A piercing scream lifted the hairs on the back of Bardon’s neck. He sprang to his feet and ran to the crest of a hill where he’d last seen N’Rae. The other riders and Holt scrabbled up the rise behind him.

A cluster of grawligs ran through a gully, splashing in the small stream that cut through the earth. Bardon paused only a moment to see N’Rae draped over the shoulder of one of the ill-clad ogres. The squire raced down the hill.

With powerful legs, the grawligs covered ground quickly. The knot of raiders disappeared around a corner of the deepening ravine.

Greer, cut these beasts off and herd them back toward us.

Mighty wings whipped the air above him, and the dragon’s huge shadow skated across the sloping bank. Keeping an eye on the rough terrain, Bardon charged toward the opening where N’Rae had been taken. He heard those following slip and slide as the crumbling soil broke away under their feet. He blessed his emerlindian agility.

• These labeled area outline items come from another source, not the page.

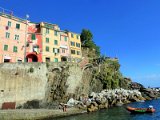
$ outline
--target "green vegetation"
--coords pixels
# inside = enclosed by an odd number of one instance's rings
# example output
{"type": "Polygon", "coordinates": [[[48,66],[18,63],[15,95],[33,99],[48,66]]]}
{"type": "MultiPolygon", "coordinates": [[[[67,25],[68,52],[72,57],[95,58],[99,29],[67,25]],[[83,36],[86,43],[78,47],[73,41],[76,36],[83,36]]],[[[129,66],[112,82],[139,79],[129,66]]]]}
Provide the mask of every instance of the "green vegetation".
{"type": "Polygon", "coordinates": [[[100,72],[95,74],[101,80],[104,89],[128,89],[129,81],[119,71],[120,64],[117,59],[106,59],[101,65],[100,72]]]}
{"type": "Polygon", "coordinates": [[[118,59],[100,55],[100,47],[94,43],[90,30],[82,30],[81,42],[84,57],[89,57],[93,65],[101,65],[100,71],[94,71],[93,78],[101,80],[104,89],[129,88],[131,80],[122,76],[118,59]]]}

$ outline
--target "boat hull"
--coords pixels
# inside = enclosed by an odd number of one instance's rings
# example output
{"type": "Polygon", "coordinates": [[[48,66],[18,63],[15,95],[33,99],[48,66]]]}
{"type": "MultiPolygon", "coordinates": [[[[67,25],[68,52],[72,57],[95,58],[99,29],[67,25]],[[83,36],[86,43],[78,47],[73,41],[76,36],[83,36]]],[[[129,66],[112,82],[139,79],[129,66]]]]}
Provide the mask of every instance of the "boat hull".
{"type": "Polygon", "coordinates": [[[126,109],[131,113],[154,113],[155,112],[155,109],[148,109],[148,108],[127,107],[126,109]]]}

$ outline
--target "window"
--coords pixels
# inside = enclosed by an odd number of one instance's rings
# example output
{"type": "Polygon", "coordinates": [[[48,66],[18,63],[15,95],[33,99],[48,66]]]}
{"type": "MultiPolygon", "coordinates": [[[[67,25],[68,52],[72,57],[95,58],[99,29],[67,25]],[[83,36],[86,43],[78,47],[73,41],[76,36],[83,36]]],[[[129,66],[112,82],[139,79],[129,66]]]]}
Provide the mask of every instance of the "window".
{"type": "Polygon", "coordinates": [[[77,39],[79,39],[79,35],[77,35],[77,39]]]}
{"type": "Polygon", "coordinates": [[[71,54],[75,54],[75,50],[71,50],[71,54]]]}
{"type": "Polygon", "coordinates": [[[50,58],[49,57],[46,57],[46,62],[50,62],[50,58]]]}
{"type": "Polygon", "coordinates": [[[46,38],[46,43],[49,43],[49,38],[46,38]]]}
{"type": "Polygon", "coordinates": [[[10,37],[10,33],[6,32],[6,38],[9,38],[9,37],[10,37]]]}
{"type": "Polygon", "coordinates": [[[54,45],[58,45],[58,40],[54,40],[54,45]]]}
{"type": "Polygon", "coordinates": [[[75,46],[75,42],[71,42],[71,46],[75,46]]]}
{"type": "Polygon", "coordinates": [[[15,35],[14,39],[19,40],[19,35],[15,35]]]}
{"type": "Polygon", "coordinates": [[[58,32],[57,32],[57,31],[54,31],[54,35],[57,36],[57,35],[58,35],[58,32]]]}
{"type": "Polygon", "coordinates": [[[80,55],[80,51],[77,51],[77,55],[80,55]]]}
{"type": "Polygon", "coordinates": [[[46,33],[49,34],[49,28],[46,28],[46,33]]]}
{"type": "Polygon", "coordinates": [[[80,47],[80,43],[76,43],[76,47],[80,47]]]}
{"type": "Polygon", "coordinates": [[[64,36],[64,41],[67,41],[67,36],[64,36]]]}
{"type": "Polygon", "coordinates": [[[71,33],[71,37],[72,37],[72,38],[74,38],[74,35],[73,35],[73,33],[71,33]]]}
{"type": "Polygon", "coordinates": [[[48,46],[46,46],[46,51],[49,52],[49,47],[48,46]]]}
{"type": "Polygon", "coordinates": [[[65,49],[62,49],[62,53],[65,53],[65,49]]]}
{"type": "Polygon", "coordinates": [[[58,58],[54,58],[54,62],[58,62],[58,58]]]}
{"type": "Polygon", "coordinates": [[[8,21],[8,27],[11,27],[11,21],[8,21]]]}
{"type": "Polygon", "coordinates": [[[13,46],[13,52],[17,52],[17,46],[13,46]]]}
{"type": "Polygon", "coordinates": [[[53,48],[53,53],[59,53],[59,49],[53,48]]]}
{"type": "Polygon", "coordinates": [[[36,35],[32,34],[32,40],[35,40],[35,39],[36,39],[36,35]]]}
{"type": "Polygon", "coordinates": [[[16,24],[16,28],[17,28],[17,29],[20,29],[20,24],[17,23],[17,24],[16,24]]]}
{"type": "Polygon", "coordinates": [[[4,51],[8,51],[8,45],[4,45],[4,51]]]}

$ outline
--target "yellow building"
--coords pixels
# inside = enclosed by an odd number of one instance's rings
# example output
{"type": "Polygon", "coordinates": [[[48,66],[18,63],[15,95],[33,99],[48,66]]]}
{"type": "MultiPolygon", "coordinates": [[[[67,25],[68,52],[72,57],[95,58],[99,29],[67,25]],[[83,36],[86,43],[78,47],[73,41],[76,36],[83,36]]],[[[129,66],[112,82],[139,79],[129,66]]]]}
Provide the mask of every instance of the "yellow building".
{"type": "Polygon", "coordinates": [[[0,63],[24,61],[26,20],[0,12],[0,63]]]}
{"type": "Polygon", "coordinates": [[[71,61],[79,62],[82,58],[80,35],[77,33],[68,32],[68,37],[69,37],[71,61]]]}
{"type": "Polygon", "coordinates": [[[58,25],[41,22],[42,61],[60,62],[60,28],[58,25]]]}

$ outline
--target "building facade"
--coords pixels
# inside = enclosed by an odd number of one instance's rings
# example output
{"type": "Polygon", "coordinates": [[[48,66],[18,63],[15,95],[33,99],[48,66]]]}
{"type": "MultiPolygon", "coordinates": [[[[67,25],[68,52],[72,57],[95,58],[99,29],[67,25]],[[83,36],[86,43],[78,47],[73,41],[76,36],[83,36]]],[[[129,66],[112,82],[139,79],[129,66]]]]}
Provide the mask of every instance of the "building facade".
{"type": "Polygon", "coordinates": [[[79,62],[82,58],[80,35],[77,33],[68,32],[68,37],[71,54],[70,59],[72,62],[79,62]]]}
{"type": "Polygon", "coordinates": [[[24,61],[26,21],[0,13],[0,63],[24,61]]]}
{"type": "Polygon", "coordinates": [[[40,24],[28,23],[26,61],[42,62],[42,34],[40,24]]]}
{"type": "Polygon", "coordinates": [[[81,58],[79,34],[0,13],[0,63],[79,62],[81,58]]]}
{"type": "Polygon", "coordinates": [[[42,61],[60,62],[60,28],[58,25],[41,22],[42,61]]]}
{"type": "Polygon", "coordinates": [[[60,56],[61,56],[61,61],[68,61],[71,56],[69,37],[65,31],[60,32],[60,56]]]}

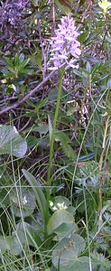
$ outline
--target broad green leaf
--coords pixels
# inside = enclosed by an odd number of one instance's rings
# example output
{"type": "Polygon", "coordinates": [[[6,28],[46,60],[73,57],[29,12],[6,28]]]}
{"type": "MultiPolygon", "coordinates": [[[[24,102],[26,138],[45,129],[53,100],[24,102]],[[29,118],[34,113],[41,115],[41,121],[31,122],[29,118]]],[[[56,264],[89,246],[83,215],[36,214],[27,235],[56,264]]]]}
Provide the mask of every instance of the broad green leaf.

A satisfied grin broke the serious expression on Bardon’s face as he heard a collective shout from the small ravine.

He stepped aside just as Greer warned him the horde had turned and was about to trample him.

The horrified beasts ran out of the opening to see a living wall—six warriors, armed and blocking their escape. They stopped short and started to turn.

Bardon jumped back onto their trail and yelled, “Eeeyah!”

Greer landed on the edge of the cutaway above them, peering over the cliff at the unfortunate, trapped ogres.

The grawligs shuffled, their massive heads swiveling as they realized they had no way out.

The beast carrying N’Rae abruptly dropped her. She sat up and straightened her skirts around her legs. Glaring at her captors, she remained where she was, with her arms crossed defiantly over her chest and her chin tilted in the air.

“No good.” The grawlig grunted and looked at those around him. They echoed his profound statement. “No good.”

The spokesman stepped over N’Rae and walked a few steps toward Bardon, who held his sword ready in his hand.

“We go,” said the grawlig. “No like woman. No like men. No like…that.” He pointed to Greer.

Greer sneered, his lip curled, and sharp teeth clicked against each other.

“Dragon,” said Bardon. “Do you not see dragons here?”

“We go.”

Bardon waved his sword. “No, you answer some questions. Do you not see dragons here?”

“High in sky.” The beast grunted. “Not belong on ground.” He puffed out his chest. “Ground belong to hunters.”